Can one be a good father if one is a bad man? That is the primary question posed by season three of Netflix’s electric romance/thriller series, You, and also posed by serial killer Joe himself. For anyone worried about whether the third season will live up to the hype of the previous two seasons, rest easy. I would go so far as to say this newest iteration might even be the best one yet! Following season two’s cliffhanger ending, Love (Victoria Pedretti) and Joe (Penn Badgley) are “stuck in a white picket purgatory” and hard at work raising their beautiful baby. With Love’s secrets out in the open and armed with the knowledge that she is just as much of a killer as Joe, the urge to protect baby Henry reigns supreme, even as Joe feels a lack of connection to him. Love’s jealous tendencies may prove to be the biggest issue of all. Can Joe measure up, becoming the parental figure he lacked in his own life?

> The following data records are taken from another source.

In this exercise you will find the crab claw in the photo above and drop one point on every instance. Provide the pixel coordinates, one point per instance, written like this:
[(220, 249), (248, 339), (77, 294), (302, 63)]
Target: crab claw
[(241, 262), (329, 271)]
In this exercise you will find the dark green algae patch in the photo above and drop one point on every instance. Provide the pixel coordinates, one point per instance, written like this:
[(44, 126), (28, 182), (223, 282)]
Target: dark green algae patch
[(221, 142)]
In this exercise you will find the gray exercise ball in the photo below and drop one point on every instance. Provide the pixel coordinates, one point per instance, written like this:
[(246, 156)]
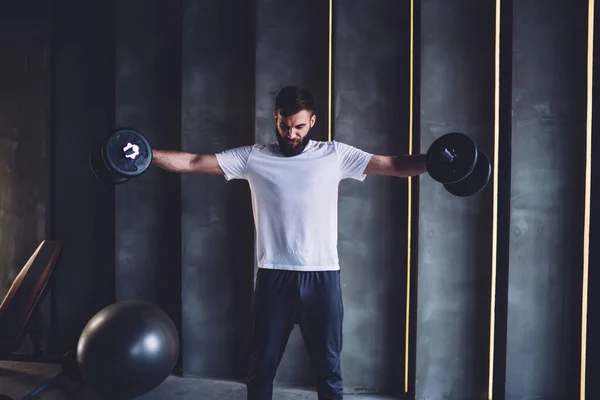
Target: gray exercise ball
[(127, 349)]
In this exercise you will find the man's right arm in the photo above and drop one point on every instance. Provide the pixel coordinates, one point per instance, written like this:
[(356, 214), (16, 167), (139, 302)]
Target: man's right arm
[(184, 162)]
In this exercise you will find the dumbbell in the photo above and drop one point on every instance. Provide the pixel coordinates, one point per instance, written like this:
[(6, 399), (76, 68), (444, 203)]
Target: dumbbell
[(123, 155), (455, 161)]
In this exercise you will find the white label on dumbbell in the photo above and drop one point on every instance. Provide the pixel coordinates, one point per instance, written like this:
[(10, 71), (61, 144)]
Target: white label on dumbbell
[(135, 153)]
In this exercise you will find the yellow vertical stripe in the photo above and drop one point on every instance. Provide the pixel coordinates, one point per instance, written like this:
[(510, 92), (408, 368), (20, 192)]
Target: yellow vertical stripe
[(495, 201), (409, 234), (588, 188)]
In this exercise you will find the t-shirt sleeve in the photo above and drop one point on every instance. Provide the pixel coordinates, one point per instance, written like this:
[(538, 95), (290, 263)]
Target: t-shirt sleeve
[(233, 162), (352, 160)]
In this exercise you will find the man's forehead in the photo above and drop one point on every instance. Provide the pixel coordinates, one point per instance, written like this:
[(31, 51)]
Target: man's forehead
[(303, 117)]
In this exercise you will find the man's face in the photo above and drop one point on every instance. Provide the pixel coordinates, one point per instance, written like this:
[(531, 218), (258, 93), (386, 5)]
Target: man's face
[(293, 131)]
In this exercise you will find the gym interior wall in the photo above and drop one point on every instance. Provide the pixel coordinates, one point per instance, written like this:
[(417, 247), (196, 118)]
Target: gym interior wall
[(445, 297)]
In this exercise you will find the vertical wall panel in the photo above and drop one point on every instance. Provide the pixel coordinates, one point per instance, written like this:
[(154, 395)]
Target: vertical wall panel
[(217, 230), (292, 48), (548, 166), (24, 134), (372, 109), (455, 234), (592, 388), (24, 131), (82, 207), (148, 98)]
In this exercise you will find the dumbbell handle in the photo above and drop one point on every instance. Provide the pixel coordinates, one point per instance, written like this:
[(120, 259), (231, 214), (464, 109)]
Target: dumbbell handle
[(448, 155)]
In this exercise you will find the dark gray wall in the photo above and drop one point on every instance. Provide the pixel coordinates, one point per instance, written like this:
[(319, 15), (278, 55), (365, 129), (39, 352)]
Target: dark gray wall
[(371, 91), (148, 98), (201, 76), (455, 234), (291, 48), (82, 209), (24, 130), (217, 231), (592, 388), (548, 148), (24, 133)]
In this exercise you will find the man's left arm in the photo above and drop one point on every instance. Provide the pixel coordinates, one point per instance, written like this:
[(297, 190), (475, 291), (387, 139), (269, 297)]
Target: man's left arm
[(402, 166)]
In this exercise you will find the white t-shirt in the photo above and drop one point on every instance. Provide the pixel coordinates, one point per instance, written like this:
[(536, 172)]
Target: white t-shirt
[(295, 200)]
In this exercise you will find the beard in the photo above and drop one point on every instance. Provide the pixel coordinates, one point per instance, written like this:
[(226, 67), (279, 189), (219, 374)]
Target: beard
[(290, 148)]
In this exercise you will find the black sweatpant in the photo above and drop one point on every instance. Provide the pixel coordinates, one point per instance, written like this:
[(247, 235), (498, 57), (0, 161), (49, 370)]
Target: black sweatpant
[(313, 300)]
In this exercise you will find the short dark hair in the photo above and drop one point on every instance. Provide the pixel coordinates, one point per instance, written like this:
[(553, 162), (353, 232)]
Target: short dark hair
[(292, 99)]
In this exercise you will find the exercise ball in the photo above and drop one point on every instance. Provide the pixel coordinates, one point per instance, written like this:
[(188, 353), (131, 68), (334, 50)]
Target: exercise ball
[(127, 349)]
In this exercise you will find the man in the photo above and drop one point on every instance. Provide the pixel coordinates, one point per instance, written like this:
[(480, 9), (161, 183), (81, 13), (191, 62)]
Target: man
[(298, 280)]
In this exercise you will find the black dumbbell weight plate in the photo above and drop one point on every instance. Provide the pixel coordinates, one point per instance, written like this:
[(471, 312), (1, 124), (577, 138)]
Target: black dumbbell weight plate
[(101, 171), (127, 152), (465, 158), (476, 181)]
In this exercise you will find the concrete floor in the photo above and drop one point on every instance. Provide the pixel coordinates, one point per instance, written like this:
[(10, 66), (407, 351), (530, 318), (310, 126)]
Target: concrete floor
[(19, 380)]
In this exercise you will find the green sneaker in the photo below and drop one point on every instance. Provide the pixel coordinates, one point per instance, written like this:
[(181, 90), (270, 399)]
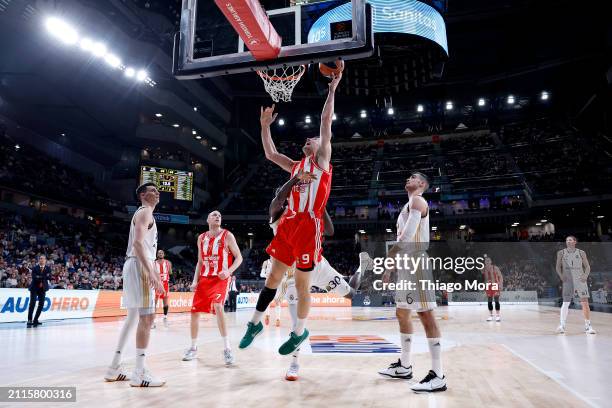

With a new season comes an exciting and fresh crop of faces to flesh out this suburban hellscape. Adjusting to life here is easier said than done, especially when Joe’s mysterious realtor neighbor, Natalie (Michaela McManus), catches his eye. Natalie’s tech entrepreneur husband (Scott Speedman) and cute spunky stepson, Theo (Dylan Arnold), become more involved as the season progresses. Other new faces include queen bitch, Sherry (Shalita Grant), who basically runs the town, Sherry’s ultra-bro workout freak husband, Cary (Travis Van Winkle), douchey reporter, Ryan (Scott Michael Foster), and compassionate librarian, Marienne (Tati Gabrielle). Each new character leaves a mark, profoundly affecting the primary story of Joe and Love in one way or another.

Though the title of the first episode this season is “And They Lived Happily Ever After,” it should come as no surprise that Love and Joe do not exactly have the healthiest fairy-tale relationship. Both fall into familiar murderous habits, with the toxicity of their love turning cancerous. The simple solution of couples’ therapy may not even be enough to salvage what they once had. They get in an emotional screaming match at one point about how Joe will have to keep killing people, and Love is not enough for him! It is easy to see both sides of the argument. There is a point in the season where the couple makes love while picturing two completely different people. This clever juxtaposition highlights merely one of their numerous issues. Love and Joe share nearly equal screen time, even as their own separate agendas take sharp left turns.

Love’s annoying new “friends” invite her out for a latte after basically insinuating she is not very “fit,” but she learns very quickly that playing nice with Sherry may be paramount to getting her bakery business up and running. On the flip side, Joe struggles with cleaning up Love’s messes, finding new obsessions, and grappling with his place in being a dad. Flashbacks pad out Joe’s captivating backstory, holding up a mirror to poor parenting. Finally seeing this aspect of Joe come to light after all this time feels necessary, thanks to its narrative importance related to baby Henry.

As the explosive third season of You begins to unfold, its parallels to Dexter become all the more apparent. When Dexter had to deal with raising little Harrison, his entire life viewpoint shifted, as does Joe’s. It adds an entire new layer of surprise and compassion onto Joe’s character—Badgley peels off each layer with tenacity, and his insightful and often quite funny narration reflects that. Pedretti plays an even more unhinged version of Love than we saw last season, a given now that her motivations are clearly laid bare.

In trying to be normal, both actors are forced to put on a coat of disguise. A shocking moment in the final minutes of the first episode propels the story in ways that reverberate through all ten episodes. Setting the stage in this manner is just the beginning, as each subsequent episode features a gasp-worthy cliffhanger designed to keep the viewer powering through episodes. Possibly more than either season before it, this third iteration feels designed expressly for a satisfying binge-watch.

This third season has its claws out for anti-vaxxers, as well as the catty spoiled attitudes of the wealthy. It does right by its strongly-built characters, and delivers crazy sequences of shocking intensity (and gory kills!) As far as looking forward to the future, season four of You feels imminent. The finale brings everything full circle, provides necessary closure to this part of the story, and gifts us an ending that promises a new beginning. “I’ll be careful. So so careful. Things will be different this time,” Joe promises at one point this season. I am not sure how different they become, but I am loving the journey.

You brings a big bundle of joy as season three debuts on Netflix, coming Friday, October 15th.